We supplemented support for these findings by using Read-Across prediction models within OECD Toolbox (v4.5).  By Read-Across, DPNG is predicted to be sensitizer.  It should be noted that this prediction is limited because the Kow value for DPNG is outside the range of Kow values for the read-across categories generated for each molecule. However, by using the metabolic profilers in the OECD Toolbox, reactive subgroups were identified that identified relevant structural alerts that were in common with the analogs in the respective categories and a prediction could be made – see attached prediction reports.
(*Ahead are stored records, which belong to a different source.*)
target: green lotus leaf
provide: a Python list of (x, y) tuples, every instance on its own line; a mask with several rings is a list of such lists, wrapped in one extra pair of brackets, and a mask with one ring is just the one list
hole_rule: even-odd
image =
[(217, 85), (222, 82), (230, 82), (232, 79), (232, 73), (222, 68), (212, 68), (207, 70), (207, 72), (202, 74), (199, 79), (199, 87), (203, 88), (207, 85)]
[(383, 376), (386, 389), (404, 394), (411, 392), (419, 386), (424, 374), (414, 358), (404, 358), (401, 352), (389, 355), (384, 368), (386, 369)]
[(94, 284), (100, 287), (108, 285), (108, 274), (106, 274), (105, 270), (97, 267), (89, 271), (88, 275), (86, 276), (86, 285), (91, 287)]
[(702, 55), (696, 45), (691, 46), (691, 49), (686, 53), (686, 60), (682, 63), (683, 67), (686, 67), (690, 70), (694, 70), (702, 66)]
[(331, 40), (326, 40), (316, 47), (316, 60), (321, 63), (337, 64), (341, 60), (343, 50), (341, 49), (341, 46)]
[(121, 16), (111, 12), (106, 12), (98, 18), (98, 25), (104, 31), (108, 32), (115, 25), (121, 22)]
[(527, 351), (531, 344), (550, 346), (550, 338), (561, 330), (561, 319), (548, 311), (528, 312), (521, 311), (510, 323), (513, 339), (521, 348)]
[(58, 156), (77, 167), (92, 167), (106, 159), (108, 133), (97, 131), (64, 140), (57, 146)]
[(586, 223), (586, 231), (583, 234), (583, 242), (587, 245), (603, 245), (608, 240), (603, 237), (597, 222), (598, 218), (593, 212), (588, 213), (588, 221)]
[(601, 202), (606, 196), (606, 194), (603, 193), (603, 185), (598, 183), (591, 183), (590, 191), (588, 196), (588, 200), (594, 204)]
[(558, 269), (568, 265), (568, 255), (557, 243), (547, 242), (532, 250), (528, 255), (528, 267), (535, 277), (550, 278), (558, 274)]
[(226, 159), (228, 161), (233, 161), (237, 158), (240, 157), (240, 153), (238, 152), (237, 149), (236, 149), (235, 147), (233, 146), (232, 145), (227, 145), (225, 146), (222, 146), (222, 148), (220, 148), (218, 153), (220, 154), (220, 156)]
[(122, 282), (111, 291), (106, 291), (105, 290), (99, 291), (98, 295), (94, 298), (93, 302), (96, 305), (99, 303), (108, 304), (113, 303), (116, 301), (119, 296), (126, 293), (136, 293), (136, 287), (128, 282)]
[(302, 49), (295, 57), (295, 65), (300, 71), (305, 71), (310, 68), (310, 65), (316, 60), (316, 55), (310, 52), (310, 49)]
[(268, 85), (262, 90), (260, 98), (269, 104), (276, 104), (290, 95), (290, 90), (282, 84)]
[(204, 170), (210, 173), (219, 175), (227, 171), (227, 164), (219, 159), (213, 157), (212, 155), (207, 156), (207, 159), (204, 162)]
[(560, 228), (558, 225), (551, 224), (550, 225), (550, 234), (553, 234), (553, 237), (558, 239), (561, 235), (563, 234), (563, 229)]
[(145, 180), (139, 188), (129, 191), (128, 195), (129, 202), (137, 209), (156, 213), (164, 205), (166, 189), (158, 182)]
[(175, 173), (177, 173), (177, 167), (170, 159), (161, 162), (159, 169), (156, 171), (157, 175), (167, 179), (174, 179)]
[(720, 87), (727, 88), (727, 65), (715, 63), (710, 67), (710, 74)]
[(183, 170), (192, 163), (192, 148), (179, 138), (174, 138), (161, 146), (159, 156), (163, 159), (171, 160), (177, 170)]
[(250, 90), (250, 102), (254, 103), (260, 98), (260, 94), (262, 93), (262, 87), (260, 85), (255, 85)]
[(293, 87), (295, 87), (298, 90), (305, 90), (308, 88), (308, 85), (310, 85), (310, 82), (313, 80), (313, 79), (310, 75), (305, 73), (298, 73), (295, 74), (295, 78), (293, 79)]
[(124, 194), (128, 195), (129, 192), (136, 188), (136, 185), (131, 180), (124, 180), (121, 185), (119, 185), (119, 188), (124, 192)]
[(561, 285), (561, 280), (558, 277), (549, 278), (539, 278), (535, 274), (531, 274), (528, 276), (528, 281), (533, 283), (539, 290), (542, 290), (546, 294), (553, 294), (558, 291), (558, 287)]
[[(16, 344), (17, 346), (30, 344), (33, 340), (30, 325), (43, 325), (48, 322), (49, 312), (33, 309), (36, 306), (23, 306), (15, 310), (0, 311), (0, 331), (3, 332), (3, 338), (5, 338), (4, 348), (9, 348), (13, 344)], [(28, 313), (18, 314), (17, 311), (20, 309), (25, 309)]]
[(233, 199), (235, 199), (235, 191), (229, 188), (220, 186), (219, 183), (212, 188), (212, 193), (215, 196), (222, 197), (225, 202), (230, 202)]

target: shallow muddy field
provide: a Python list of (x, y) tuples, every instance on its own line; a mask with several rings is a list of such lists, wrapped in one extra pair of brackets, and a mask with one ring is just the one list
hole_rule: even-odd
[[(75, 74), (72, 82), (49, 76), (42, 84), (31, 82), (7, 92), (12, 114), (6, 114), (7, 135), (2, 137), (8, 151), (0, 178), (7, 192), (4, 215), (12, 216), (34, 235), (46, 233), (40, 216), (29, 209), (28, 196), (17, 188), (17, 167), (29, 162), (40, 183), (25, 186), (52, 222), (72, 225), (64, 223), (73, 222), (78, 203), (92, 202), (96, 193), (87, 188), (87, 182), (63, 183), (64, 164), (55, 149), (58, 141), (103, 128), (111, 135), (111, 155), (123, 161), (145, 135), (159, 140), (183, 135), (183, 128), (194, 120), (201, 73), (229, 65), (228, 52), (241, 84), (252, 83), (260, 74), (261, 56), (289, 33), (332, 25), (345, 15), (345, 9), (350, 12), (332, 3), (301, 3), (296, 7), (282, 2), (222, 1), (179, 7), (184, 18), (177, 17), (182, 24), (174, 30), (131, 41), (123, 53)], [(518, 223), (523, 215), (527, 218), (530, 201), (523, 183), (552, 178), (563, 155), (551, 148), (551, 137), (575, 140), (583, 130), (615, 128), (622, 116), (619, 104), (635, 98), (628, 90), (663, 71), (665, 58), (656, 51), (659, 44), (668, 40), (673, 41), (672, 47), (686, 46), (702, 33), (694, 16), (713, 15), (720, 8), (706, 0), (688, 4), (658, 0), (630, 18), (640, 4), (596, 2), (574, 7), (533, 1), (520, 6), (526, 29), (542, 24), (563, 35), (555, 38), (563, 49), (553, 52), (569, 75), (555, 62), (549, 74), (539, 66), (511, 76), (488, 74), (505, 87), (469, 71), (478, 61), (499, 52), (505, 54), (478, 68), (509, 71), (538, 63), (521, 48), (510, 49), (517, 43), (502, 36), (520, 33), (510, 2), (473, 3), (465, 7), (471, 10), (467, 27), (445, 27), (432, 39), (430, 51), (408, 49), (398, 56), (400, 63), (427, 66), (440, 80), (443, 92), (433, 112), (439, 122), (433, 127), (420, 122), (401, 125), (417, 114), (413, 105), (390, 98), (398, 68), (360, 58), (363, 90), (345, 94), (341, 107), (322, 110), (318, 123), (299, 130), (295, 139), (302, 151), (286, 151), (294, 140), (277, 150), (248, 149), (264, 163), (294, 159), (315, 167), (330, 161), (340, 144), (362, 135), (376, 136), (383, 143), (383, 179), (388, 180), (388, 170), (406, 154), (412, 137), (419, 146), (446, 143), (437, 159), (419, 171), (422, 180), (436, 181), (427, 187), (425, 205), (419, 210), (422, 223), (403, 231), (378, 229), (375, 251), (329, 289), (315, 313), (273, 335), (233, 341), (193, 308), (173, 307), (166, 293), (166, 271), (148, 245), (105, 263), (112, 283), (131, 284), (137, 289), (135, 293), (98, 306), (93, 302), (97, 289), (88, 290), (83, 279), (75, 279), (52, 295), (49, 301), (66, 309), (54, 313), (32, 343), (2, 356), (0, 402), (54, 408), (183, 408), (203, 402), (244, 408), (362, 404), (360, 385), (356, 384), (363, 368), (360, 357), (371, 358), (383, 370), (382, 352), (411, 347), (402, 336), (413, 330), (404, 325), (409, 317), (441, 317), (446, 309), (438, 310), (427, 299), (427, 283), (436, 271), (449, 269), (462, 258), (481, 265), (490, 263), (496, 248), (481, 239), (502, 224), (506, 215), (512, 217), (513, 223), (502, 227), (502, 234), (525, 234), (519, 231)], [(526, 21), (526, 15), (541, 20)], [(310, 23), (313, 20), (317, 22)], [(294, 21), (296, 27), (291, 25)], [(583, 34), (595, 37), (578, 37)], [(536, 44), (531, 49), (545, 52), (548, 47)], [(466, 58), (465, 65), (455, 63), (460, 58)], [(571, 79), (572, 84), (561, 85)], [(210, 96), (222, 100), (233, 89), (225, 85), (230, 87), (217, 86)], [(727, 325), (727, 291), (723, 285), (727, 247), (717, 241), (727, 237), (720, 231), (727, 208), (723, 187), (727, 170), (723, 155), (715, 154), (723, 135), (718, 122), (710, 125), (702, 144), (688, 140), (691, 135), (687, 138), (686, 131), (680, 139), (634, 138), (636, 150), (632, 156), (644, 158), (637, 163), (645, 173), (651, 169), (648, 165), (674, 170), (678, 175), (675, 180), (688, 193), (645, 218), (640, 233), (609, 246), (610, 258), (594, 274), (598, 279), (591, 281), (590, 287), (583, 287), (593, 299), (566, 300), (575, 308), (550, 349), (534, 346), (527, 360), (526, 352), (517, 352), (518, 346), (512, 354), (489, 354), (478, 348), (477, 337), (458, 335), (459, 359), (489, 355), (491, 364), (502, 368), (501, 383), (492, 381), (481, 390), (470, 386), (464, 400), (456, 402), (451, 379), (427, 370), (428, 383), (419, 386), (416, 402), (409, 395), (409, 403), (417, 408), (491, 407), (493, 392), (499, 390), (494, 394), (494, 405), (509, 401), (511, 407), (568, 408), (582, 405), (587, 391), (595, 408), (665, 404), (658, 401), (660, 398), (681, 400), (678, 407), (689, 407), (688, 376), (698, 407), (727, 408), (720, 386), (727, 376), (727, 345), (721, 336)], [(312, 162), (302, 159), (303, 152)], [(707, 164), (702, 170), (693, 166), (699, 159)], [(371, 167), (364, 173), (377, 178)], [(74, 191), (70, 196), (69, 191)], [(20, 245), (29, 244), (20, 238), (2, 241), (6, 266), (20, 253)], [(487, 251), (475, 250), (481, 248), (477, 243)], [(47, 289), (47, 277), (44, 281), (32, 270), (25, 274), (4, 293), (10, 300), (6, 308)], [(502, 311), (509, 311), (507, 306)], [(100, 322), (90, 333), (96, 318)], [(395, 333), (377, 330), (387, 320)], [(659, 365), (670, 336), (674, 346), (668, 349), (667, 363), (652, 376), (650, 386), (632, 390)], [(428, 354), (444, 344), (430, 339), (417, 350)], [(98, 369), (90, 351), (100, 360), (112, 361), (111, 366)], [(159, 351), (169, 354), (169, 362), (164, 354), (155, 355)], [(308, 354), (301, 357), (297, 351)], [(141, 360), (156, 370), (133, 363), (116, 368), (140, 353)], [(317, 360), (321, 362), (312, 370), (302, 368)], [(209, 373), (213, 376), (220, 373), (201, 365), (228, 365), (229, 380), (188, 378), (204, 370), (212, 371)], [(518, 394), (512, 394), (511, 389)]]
To determine potency according to the DA, the combined normalized scores from the DPRA and hCLAT scores are used to discriminate between Cat 1A and 1B.  For h-CLAT, the minimum induction threshold (MIT) is converted to a score from 0 to 3 based on the cutoffs of 10 and 150 μg/ml. For DPRA, the mean percent depletion for the cysteine and lysine peptides, or the cysteine peptide alone, is converted to a score from 0 to 3, based on the threshold values associated with reactivity.  The scores to be assigned are identified in Table 3.1 (page 25 of 54) in the DA.  A positive prediction from the OECD Toolbox application generates a score of 1 and a negative prediction would generate a score of 0.


Based on the updated DIP, a total battery score is assigned into three ranks:



  • score of 6-7 is defined as a strong (UN GHS Cat. 1A) sensitiser;

  • score of 2-5 as moderate/weak (UN GHS Cat. 1B) sensitiser;

  • score of 1 or 0, as not classified (i.e. a non-sensitiser).


The combined normalized scores for DPNG;


 










































Endpoint



DPNG



h-CLAT (mg/mL)



NC



Normalized Score



0



DPRA (Mean Cysteine & Lyseine % Depletion)



28.07



Normalized Score



2



DPRA (Cysteine % Depletion)



55.71



Normalized Score



NC



In Silico Prediction (OECD Toolbox v 4.5)



1



Total Normalized Score



3



 


Based on the normalized scores from the DA, DPNG is classified as 1B sensitizers.